En esos casos, e incluso más cuando el autor no es bien conocido en el ámbito nacional, la promoción puede hacer toda la diferencia. Los espacios para socializar las obras literarias nunca serán suficientes, y no siempre tienen que estar dedicados a la última novedad. Si todas las librerías, incluso las pequeñitas de pueblo, salieran a las aceras varios días del mes para hablar de sus libros, seguro habría más ventas.
Las fórmulas pueden ser infinitas, y no se necesitan muchos recursos, tan solo es imprescindible una o un apasionado de la lectura que contagie con su
entusiasmo.
Para quien lee –aunque en Cuba los libros no tienen precios prohibitivos– es difícil arriesgarse con un escritor que no conoce, sobre todo con tanta nota de contraportada que nada dice y a nada invita; y así nos podemos perder transformadoras sorpresas.
Hace unos años yo no sabía quién era Ricardo Piglia y, si un excepcional maestro no me lo hubiese presentado, puede que Blanco nocturno (Casa de las Américas, 2012) no hubiese saltado a mi bolso recientemente.
Esta novela –Premio de narrativa José María Arguedas– se lee con sed, porque su autor tiene el don de saber contar y hacerlo con anécdotas que valen la pena.
Una cita de Louis-Ferdinand Céline, «La experiencia es una lámpara tenue que solo ilumina a quien la sostiene», hace las veces de exergo, y así, en un desolado paraje argentino, Piglia solo nos muestra fragmentos de realidad, el resto permanece a oscuras para que hagamos las consecuentes interconexiones en una historia que juega con los códigos policiales, sin ser un policíaco.
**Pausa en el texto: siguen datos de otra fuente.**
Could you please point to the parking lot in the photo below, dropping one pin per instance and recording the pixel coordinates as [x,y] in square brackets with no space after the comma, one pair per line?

Un muerto, uno o varios asesinos, mujeres fatales, idealistas, corruptos, inocentes inculpados… conforman el panorama de un pueblito de campo donde parece que no pasa nada, mientras la traición tiende hilos invisibles.
Los límites de la locura y la genialidad se cruzan en un comisario de policía cuya «ilusión era resolver el crimen sin tener que revisar el cuerpo del delito. Cadáveres sobran, hay muertos por todos lados, decía (…). Lo que deja un muerto no es nada».
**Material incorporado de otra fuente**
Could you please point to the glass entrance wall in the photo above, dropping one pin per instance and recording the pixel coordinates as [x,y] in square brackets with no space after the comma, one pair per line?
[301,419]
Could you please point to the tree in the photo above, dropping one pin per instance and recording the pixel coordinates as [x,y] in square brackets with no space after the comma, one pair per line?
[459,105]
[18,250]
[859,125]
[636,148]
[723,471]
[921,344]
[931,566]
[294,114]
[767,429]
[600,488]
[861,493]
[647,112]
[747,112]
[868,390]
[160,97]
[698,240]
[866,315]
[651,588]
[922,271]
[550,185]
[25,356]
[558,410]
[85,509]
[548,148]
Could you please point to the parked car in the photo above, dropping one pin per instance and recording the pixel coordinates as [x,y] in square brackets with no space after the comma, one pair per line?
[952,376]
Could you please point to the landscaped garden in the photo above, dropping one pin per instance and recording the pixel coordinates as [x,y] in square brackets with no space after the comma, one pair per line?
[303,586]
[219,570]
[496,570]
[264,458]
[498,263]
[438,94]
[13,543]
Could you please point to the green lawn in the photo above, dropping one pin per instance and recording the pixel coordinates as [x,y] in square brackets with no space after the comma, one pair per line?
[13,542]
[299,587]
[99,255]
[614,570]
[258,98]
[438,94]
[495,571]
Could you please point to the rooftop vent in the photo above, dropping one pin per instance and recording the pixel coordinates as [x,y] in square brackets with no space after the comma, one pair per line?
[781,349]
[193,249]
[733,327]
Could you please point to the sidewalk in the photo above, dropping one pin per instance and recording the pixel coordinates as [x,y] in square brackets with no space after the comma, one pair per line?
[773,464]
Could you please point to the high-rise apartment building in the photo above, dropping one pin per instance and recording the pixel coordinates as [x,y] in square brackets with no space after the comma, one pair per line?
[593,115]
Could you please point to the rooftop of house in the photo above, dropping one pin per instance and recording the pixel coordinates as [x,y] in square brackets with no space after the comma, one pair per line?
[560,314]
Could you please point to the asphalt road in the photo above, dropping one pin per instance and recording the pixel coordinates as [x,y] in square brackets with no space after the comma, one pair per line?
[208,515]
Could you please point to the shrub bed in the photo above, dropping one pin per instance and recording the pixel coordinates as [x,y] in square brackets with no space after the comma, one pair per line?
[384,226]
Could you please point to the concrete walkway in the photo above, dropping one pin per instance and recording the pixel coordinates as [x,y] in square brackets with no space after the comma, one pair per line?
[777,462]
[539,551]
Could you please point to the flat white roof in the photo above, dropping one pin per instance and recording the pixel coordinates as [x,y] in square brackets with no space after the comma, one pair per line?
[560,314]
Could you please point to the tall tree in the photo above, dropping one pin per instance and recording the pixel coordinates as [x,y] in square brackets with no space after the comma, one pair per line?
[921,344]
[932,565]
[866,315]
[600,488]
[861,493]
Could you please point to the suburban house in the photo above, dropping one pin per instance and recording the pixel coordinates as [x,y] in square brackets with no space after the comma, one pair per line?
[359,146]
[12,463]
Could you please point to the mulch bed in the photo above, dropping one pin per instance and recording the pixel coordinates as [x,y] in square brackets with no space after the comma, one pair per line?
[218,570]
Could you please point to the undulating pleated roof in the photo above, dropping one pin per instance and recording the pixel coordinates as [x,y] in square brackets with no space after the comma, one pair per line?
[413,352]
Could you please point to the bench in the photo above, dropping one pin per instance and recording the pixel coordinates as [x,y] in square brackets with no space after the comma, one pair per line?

Y esa aversión por los asesinados, insólita en alguien de su oficio, la combina con ciertas pistas que lo asaltan desde lugares insospechados: «La grieta en una copa de cristal. Le llegaban de golpe esas frases extrañas, como si alguien se las dictara. Incluso la sensación de que le estaban dictando era –para él– una evidencia absoluta…».
Los dementes y los fracasados han sido siempre materia prima de los escritores, y Piglia lo explota en este comisario, y en el periodista Emilio Renzi, que intenta desbrozar los secretos y las paradojas. Pero a la vez, nos hace dudar de las definiciones sobre sus personajes, porque ¿quién tiene los parámetros exactos para juzgar la lucidez y el éxito?
«Una producción malvada de azar, un desvío en la continuidad lineal del tiempo, una intersección inesperada», de esa forma se define a los accidentes en Blanco nocturno, y confirmamos que la vida está hecha de excepciones y estereotipos, de grandes eventos y de rutinas.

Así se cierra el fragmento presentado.